Related Article: How to Maintain a Sane Approach to Taxes
So what should you do now to be ready? Here are 7 things to put on your tax-filing checklist:
1. Get your receipts in order.
If you are a self-employed small business owner or an individual taxpayer, it’s a must to save your receipts and keep them organized. This is particularly important for those who are allowed to deduct expenses related to doing business. For example, you may purchase equipment, services, meals, entertainment, gas, and other items that you can write off as business expenses. For individuals who hold W-2 jobs with an employer, you may be able to claim unreimbursed employee expenses that you incur for your job but are not reimbursed on by your employer. Additionally, if you made any charitable contributions in 2014, make sure you have the documentation on file from the charity to claim this deduction on your return. The IRS is adamant about having taxpayers prove their deductions, so be sure you are prepared with your receipts and documents indicating this information.
2. Review any life changes from last year.
Did you get married last year? Did you have a child? There are several life changes that can affect your tax status. You might go from being a single taxpayer last year to the better half of a married couple who files jointly. Or, you might now be a head-of-household filer. There are also lots of IRS tax deductions and tax credits you can claim for life changes. Review any new occurrences in your life from last year and determine if your tax-filing status has changed before submitting your return to Uncle Sam.

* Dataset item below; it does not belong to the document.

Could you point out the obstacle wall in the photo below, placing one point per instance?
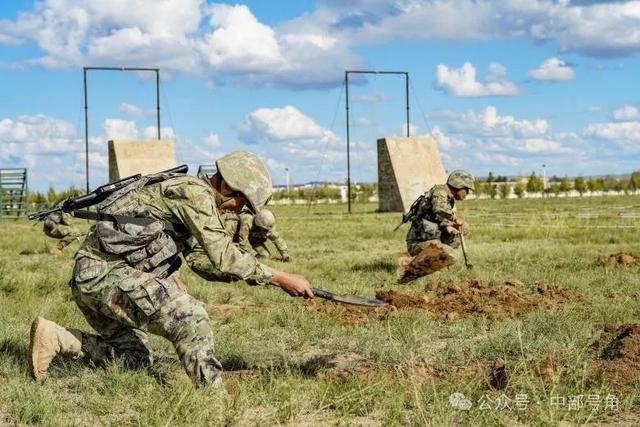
(407, 167)
(145, 157)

3. Have a tax-saving plan in mind.
Don’t forget about all the write-offs and credits that can reduce your tax liability this year. Check out the home office deduction, the vehicle deduction, the dependent care credit, the lifetime learning credit, and the dozens of other tax benefits you may qualify to claim. These tax-saving measures can often save taxpayers hundreds—if not thousands—of dollars on their tax bill.
4. Small business owners should send contractors Form 1099 by Jan. 31.
If you’re one of the millions of American small business owners out there with independent contractors working for you, you likely have an additional tax-related deadline coming up before April 15. A copy of Form 1099 must be distributed to any individuals who performed work for you in 2014, mainly if their work was done as an independent contractor and the amount you paid them met certain minimum requirements. This form should be distributed no later than January 31.
5. Determine how you’ll prepare your taxes.
Will you use an accountant to help you prepare your taxes? If you’re a small business owner, it’s a wise option. This is because business taxes come with significantly more responsibilities compared to personal tax filings. Make this determination before tax season kicks off so that you’ll be ready to get your tax returns prepared and sent off to the IRS on time.
6. Determine how you will file.
There are multiple filing options, from mailing a paper return to e-filing. Of course, you could let an accountant prepare and file your taxes on your behalf, giving you more time to focus on your personal life and small business activities.
7. Determine if you will need an extension.
If you won’t be able to meet the IRS 2015 tax-filing deadline of April 15, you can always file for an extension of time. Generally, tax extensions for personal filings are granted for 6 months, meaning your new filing deadline would be bumped up from April 15 to October 15. Getting an extension is important if you know you simply won’t be ready to file on time. Plus, you can avoid late-filing and late-payment penalties by obtaining an extension rather than filing a late return.